Babasının izinde
Trakya Üniversitesi İlhan Koman Heykel ve Resim Müzesi Müze Sorumlusu ve heykeltıraş Müslüm Özcan'ın 17 yaşındaki oğlu Umut Berke Özcan, babasının izinden giderek emeğiyle hayat verdiği Nâzım Hikmet heykelini, Edirne Nâzım Hikmet Kültür Merkezi'ne hediye etti.
Trakya Üniversitesi İlhan Koman Heykel ve Resim Müzesi Müze Sorumlusuve heykeltıraş Müslüm Özcan'ın 17 yaşındaki oğlu Umut Berke Özcan, babasının izinden gidiyor. Genç heykeltıraş, Türkçe'nin en büyük şairlerinden biri olan Nâzım Hikmet'in heykeline emeğiyle hayat vererek Nâzım Hikmet Kültür Merkezi'ne hediye etti.
Hasan Rıza Güzel Sanatlar Lisesi öğrencisi genç heykeltıraşın eserinin açılış töreni Nâzım Hikmet Kültür Merkezi'nde düzenlendi. Törene; Edirne Nazım Hikmet Kültür Merkezi Yönetim Kurulu Başkanı İrfan Tunca, CHP Edirne Belediye Başkan Aday Adayı Şükrü Ciravoğlu, heykeltıraş Müslüm Özcan, genç heykeltıraşın arkadaşları ve vatandaşlar katıldılar.
Törenin açılış konuşmasını gerçekleştiren Edirne Nazım Hikmet Kültür Merkezi Yönetim Kurulu Başkanı İrfan Tunca, genç heykeltıraşın eserinin Nâzım Hikmet'in inandığı ve mücadelesini yürüttüğü düşünce ve değer sisteminin kendisini yeniden ve sürekli üretmesinin maddi bir kanıtı olduğunu belirterek; 'Özellikle altını çizmek isterim ki; eserin yaratıcısının, ömrünün baharında gencecik bir kardeşimizin olması ve paylaştığı fikir bir tesadüf sonucu değil, bilimsel, materyalist perspektifin sonucudur. Çünkü açıkça her birimiz biliyoruz ki; eşitlik ve özgürlük düşüncesi çağlar boyunca insanlığın ilerlemesinde rehber olmuş ve nesiller boyunca kendini aşarak gelişmiş ve bugün Umut Berke'nin aklı ve elleri aracılığıyla bizlerle tekrar buluşmuştur. Bizler için Nâzım ve Umut Berke ile burada buluşmanın diğer bir anlamı da topluma dayatılan ve adına sanat dedikleri çürümüşlüğe olan isyanımızı tekrar tekrar ilan etmektir' ifadelerine yer verdi.

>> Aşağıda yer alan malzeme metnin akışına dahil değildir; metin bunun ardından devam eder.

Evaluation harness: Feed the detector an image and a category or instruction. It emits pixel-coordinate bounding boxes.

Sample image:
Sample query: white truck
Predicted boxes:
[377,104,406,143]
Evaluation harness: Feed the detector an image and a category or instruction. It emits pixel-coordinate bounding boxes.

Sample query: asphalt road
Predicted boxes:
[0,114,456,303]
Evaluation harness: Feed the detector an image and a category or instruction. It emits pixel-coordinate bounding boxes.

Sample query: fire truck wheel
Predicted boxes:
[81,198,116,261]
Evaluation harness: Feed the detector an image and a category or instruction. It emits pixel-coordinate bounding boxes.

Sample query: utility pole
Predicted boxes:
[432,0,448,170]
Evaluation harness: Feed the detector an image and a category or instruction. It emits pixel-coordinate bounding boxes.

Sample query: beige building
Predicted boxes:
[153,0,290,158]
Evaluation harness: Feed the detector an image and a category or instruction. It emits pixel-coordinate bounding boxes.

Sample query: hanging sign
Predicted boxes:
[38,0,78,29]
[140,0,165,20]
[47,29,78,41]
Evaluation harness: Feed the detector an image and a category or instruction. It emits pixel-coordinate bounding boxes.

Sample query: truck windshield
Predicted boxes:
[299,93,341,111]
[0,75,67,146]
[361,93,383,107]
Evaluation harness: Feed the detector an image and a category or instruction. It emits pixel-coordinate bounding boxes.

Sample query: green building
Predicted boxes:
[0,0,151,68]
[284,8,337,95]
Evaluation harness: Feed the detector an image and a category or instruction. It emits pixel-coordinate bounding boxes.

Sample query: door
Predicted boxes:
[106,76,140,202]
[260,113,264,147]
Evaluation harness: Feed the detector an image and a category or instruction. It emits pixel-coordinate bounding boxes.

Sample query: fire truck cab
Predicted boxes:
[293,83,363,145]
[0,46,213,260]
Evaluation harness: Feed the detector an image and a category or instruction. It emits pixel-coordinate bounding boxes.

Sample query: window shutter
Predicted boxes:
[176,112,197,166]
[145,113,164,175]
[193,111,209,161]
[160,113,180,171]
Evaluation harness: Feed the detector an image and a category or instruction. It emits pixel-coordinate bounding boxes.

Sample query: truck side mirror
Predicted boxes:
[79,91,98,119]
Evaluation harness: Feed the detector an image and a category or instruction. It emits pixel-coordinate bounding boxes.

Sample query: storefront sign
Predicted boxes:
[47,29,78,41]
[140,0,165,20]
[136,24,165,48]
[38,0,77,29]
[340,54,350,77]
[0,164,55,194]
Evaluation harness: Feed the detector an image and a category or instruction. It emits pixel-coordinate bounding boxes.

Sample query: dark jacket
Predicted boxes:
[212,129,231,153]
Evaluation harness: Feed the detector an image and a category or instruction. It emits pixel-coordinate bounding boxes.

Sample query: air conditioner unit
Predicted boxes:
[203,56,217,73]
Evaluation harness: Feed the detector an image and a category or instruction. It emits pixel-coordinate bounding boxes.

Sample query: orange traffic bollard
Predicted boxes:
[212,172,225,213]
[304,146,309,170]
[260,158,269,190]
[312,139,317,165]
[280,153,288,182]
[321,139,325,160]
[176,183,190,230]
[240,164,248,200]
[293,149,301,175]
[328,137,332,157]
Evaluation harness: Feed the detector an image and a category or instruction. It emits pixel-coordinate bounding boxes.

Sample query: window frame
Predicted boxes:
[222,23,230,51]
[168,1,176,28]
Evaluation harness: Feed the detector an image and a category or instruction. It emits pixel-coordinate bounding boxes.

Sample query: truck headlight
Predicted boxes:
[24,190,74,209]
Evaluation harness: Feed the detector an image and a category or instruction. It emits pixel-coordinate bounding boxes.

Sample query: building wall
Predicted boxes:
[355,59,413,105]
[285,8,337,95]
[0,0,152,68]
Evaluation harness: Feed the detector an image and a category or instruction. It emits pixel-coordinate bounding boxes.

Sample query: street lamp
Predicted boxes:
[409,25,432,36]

'Nâzım Hikmet'i tam anlamıyla tanıdım'
Tunca'nın konuşmasının ardından törende bir konuşma da genç heykeltıraş Umut Berke Özcan yaptı. Özcan, konuşmasında Nâzım Hikmet heykelini yapmanın gururunu yaşadığını söyleyerek; 'Gururun yanında farkettiğim önemli bir nokta var. Cumhuriyet'i yaşatacak olan biz gençlerin okumaktan ve Nâzım Hikmet gibi büyük insanları tanımaktan yoksun kaldığımızı görüyoruz. Dürüst olmak gerekirse Nâzım Hikmet'i tam anlamıyla bu heykeli yaparken tanıdım ve şimdiye kadar ne kadar eksik kaldığımı farkettim. Bu duyguya benimle birlikte ortak olduğunuz için size ne kadar teşekkür etsem azdır'dedi. Konuşmaların ardından Nâzım Hikmet heykeli; Tunca, Özcan, Ciravoğlu ve katılımcılar tarafından açıldı. Tunca, törende genç heykeltıraşa plaket de takdim ederken; tören Nâzım Hikmet şiirleri ve müzik dinletisi ile devam etti.